= Shoot on the Spot Declaration =

Finnish decree

The Shoot on the Spot Declaration (Finnish: Ammutaan paikalla -julistus) was a statement issued by Carl Gustaf Emil Mannerheim, the military leader of White Finland, on 25 February 1918, in the early stages of the Finnish Civil War. The Declaration was adopted as a rule of engagement of the White troops. Among other things, it directed troops on the treatment of prisoners and gave commanders of units wide powers to carry out executions at their sole discretion.

Already at its inception, its legality was highly questionable, because a death sentence for treason was not legal unless a state of war was declared. The Senate (the Whites' government) did not want to do so because the only applicable law would have been the hated Tsarist Russia martial law, which would also transfer emergency powers to the army. It preferred to consider those who fought for Red Finland as "armed civilians". The army favoured a declaration of war to treat the prisoners as civilians and so execution for treason would become legal. A compromise was reached: an extrajudicial execution of a "saboteur caught red-handed" or "quarter at discretion" should be considered a justifiable homicide committed in defence of life or property. In practice, battlefield commanders decided which Red prisoners would be released, detained or considered dangerous and summarily executed. For example, known "murderers" or "arsonists" were shot at the sole discretion of the commander. That policy made it difficult to distinguish whether deaths "in battle" actually occurred in combat or were summary executions after the fact.

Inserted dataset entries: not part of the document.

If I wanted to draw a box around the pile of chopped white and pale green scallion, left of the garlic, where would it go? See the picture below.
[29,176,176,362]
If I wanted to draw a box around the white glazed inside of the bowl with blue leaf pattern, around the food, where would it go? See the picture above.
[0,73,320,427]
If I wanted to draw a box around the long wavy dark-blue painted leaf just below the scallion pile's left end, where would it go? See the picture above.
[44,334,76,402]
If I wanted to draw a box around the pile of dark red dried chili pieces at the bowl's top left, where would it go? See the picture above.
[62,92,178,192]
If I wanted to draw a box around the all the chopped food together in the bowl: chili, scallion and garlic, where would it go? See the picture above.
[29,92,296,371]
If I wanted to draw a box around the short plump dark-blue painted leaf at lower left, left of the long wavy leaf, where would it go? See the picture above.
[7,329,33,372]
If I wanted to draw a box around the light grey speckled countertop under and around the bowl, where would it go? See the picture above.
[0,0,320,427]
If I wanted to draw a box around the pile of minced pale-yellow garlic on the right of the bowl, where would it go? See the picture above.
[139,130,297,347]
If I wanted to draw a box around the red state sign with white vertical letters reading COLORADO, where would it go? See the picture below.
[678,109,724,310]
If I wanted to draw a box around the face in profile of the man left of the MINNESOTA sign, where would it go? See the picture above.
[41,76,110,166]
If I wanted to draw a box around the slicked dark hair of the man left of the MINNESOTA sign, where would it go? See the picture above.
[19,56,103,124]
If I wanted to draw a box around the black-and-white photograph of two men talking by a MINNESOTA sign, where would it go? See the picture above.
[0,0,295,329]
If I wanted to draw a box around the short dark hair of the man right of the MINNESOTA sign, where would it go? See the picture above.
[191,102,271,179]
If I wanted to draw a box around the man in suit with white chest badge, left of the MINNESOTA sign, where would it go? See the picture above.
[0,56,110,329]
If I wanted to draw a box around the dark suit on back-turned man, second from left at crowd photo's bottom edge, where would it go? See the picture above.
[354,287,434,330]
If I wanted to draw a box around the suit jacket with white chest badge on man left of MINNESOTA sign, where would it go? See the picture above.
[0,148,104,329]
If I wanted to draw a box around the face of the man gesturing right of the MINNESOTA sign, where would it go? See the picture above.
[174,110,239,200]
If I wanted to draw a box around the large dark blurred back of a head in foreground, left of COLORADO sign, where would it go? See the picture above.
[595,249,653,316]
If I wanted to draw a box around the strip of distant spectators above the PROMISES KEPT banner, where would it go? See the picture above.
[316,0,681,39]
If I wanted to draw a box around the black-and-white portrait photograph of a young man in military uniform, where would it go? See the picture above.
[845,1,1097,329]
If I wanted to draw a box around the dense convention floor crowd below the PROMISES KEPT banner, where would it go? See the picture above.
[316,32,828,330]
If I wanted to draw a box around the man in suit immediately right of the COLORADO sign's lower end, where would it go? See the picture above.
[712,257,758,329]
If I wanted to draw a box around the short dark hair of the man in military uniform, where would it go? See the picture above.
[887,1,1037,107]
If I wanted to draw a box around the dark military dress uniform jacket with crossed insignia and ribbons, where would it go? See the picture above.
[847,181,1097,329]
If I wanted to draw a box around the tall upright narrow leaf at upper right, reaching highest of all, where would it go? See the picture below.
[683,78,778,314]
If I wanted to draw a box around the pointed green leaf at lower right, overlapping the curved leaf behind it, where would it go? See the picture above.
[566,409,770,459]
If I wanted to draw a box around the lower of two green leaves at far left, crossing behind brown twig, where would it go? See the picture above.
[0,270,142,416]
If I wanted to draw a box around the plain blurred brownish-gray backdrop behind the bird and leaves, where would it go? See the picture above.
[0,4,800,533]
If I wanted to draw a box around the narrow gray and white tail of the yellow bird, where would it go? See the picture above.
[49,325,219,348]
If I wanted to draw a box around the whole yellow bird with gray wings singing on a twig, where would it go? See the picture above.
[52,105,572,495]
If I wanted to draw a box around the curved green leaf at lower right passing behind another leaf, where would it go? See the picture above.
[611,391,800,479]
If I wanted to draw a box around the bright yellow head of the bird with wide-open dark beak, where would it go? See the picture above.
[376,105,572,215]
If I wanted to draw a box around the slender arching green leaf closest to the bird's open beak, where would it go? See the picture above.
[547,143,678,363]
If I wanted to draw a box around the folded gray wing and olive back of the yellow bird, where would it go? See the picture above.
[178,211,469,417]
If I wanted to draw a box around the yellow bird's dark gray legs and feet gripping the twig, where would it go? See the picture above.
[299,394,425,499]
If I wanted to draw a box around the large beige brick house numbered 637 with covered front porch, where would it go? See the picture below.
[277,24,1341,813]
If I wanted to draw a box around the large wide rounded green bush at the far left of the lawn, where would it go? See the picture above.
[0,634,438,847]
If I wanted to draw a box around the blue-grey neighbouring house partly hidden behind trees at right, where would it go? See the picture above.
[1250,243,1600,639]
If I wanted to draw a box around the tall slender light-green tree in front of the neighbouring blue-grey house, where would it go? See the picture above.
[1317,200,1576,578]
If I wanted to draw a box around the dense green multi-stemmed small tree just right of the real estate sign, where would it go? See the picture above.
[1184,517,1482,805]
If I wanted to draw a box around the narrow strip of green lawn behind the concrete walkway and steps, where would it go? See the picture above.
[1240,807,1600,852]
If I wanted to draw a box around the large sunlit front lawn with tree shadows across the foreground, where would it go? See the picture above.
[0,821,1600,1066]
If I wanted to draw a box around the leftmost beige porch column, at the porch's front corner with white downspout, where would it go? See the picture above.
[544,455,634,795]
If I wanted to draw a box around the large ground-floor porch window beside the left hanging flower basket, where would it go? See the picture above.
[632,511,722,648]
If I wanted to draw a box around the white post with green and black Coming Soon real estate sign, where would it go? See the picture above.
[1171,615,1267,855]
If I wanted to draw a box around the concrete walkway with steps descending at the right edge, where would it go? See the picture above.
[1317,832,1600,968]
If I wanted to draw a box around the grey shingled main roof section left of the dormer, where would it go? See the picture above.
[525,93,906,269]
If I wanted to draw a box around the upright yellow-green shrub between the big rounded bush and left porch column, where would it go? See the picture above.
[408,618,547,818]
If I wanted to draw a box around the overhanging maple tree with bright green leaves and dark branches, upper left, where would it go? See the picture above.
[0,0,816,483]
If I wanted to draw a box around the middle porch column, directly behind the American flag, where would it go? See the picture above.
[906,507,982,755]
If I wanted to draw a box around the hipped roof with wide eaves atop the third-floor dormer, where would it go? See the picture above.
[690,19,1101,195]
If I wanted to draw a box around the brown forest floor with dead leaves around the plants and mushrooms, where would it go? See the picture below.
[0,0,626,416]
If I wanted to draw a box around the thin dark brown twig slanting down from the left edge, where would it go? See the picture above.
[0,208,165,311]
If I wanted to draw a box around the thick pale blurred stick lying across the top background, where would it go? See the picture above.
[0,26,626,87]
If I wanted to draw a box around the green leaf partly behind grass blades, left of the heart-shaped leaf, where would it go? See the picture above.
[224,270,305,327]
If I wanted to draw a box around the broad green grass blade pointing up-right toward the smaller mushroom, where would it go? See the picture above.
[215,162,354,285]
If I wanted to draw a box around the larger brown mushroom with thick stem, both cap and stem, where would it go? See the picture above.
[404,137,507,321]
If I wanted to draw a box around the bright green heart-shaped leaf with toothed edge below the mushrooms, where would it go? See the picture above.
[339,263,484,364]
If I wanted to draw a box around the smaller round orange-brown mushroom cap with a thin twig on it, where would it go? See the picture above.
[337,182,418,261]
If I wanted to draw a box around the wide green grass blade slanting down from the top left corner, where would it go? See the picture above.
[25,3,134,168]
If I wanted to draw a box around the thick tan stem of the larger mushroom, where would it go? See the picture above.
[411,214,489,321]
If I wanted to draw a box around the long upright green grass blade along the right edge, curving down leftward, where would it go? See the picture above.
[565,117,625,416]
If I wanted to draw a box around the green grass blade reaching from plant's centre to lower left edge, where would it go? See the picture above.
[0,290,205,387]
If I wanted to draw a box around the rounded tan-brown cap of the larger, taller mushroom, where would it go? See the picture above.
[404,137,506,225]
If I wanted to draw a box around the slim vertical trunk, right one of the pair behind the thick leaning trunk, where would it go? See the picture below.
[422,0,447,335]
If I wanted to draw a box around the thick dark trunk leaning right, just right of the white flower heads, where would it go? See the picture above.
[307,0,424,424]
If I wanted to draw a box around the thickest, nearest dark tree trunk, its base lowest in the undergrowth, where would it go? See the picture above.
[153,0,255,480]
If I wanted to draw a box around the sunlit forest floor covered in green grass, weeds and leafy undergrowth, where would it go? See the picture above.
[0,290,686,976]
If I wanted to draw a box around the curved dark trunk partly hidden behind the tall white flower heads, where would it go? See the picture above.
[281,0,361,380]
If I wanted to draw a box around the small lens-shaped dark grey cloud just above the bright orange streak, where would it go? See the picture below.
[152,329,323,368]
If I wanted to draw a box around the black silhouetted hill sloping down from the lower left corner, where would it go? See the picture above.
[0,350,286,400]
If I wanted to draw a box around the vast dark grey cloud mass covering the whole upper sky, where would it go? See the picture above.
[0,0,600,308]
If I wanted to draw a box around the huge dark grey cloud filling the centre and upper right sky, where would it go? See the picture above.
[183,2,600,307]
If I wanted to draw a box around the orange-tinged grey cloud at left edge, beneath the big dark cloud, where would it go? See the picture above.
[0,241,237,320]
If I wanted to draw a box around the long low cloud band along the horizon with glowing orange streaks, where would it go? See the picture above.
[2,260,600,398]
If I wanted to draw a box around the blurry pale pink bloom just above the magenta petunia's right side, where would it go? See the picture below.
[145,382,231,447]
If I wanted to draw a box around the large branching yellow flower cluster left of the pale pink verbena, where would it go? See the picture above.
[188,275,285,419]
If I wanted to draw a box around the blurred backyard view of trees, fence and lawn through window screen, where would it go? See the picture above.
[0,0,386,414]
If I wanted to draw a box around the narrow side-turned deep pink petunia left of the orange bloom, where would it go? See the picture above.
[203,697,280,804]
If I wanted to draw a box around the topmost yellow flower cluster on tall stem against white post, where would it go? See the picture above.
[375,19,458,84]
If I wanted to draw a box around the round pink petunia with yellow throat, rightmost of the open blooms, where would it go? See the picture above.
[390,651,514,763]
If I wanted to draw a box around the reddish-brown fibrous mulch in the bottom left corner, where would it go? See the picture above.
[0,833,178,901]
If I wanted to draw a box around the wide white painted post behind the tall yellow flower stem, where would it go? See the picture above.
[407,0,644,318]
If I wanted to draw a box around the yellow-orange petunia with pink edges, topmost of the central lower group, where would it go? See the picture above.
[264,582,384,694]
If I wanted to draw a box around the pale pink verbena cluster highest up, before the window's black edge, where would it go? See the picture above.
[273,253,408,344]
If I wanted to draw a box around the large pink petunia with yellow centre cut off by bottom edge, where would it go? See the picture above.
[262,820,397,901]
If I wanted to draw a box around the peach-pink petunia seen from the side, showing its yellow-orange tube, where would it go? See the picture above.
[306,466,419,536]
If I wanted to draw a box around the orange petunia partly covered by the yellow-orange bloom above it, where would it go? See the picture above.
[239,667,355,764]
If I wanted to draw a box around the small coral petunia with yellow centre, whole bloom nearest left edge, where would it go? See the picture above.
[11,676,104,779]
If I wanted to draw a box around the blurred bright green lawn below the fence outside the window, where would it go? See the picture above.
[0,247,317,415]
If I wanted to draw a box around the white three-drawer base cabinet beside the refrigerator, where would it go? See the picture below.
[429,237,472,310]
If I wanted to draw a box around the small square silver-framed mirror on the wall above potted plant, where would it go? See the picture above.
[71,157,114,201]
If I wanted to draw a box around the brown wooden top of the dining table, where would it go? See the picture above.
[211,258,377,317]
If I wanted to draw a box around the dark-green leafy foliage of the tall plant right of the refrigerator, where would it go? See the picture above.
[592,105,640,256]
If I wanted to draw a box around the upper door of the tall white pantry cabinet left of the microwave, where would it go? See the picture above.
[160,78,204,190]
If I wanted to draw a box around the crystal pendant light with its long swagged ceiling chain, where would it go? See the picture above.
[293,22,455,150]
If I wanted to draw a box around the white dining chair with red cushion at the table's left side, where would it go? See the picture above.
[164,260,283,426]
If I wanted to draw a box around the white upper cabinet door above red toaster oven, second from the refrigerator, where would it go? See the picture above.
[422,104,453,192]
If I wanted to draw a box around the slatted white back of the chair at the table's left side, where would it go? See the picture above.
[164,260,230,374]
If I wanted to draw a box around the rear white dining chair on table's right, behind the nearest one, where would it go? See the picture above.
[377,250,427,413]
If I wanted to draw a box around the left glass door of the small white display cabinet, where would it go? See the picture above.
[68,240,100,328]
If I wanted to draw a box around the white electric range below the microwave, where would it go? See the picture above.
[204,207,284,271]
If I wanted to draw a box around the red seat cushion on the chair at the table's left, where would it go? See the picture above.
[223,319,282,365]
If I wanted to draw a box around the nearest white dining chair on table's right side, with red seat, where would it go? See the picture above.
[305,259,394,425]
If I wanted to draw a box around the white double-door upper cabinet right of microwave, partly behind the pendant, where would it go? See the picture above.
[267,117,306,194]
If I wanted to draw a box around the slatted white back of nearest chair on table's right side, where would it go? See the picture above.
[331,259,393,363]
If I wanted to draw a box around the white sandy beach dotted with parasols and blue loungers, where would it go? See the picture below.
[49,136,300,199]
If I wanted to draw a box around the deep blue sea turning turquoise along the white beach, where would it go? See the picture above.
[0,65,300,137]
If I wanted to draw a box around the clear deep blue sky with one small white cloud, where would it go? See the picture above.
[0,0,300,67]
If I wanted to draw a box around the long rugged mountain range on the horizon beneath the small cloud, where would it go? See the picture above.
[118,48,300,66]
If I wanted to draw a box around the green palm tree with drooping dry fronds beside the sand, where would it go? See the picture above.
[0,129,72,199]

The mass execution known as "Lottery of Huruslahti", an alleged decimation, was the defining moment. Summary executions then became common. Military tribunals were initially established, but interrogators could generally freely decide on the fate of the prisoners. On 25 February 1918, Mannerheim promulgated a decree to dismiss the tribunals. However, that had little effect because the battlefield commanders exercised their discretion largely independently far into the spring. Summary executions continued throughout 1918 even after the conclusion of the war, particularly in prison camps.

As Soviet military advisors fought for the Reds, the Whites assumed that any ethnic Russians captured would be hostile, which stoked ethnic hatred. Thus, any Russians captured fighting along with the Reds, civilian or military, were typically summarily executed. This included 200 Russian civilians executed in the aftermath of the Battle of Viipuri, and even one White officer of Polish origin in the Battle of Tampere.

Regardless of its legality, the possible guilt of the accused became a moot point after the war, when amnesty laws were passed.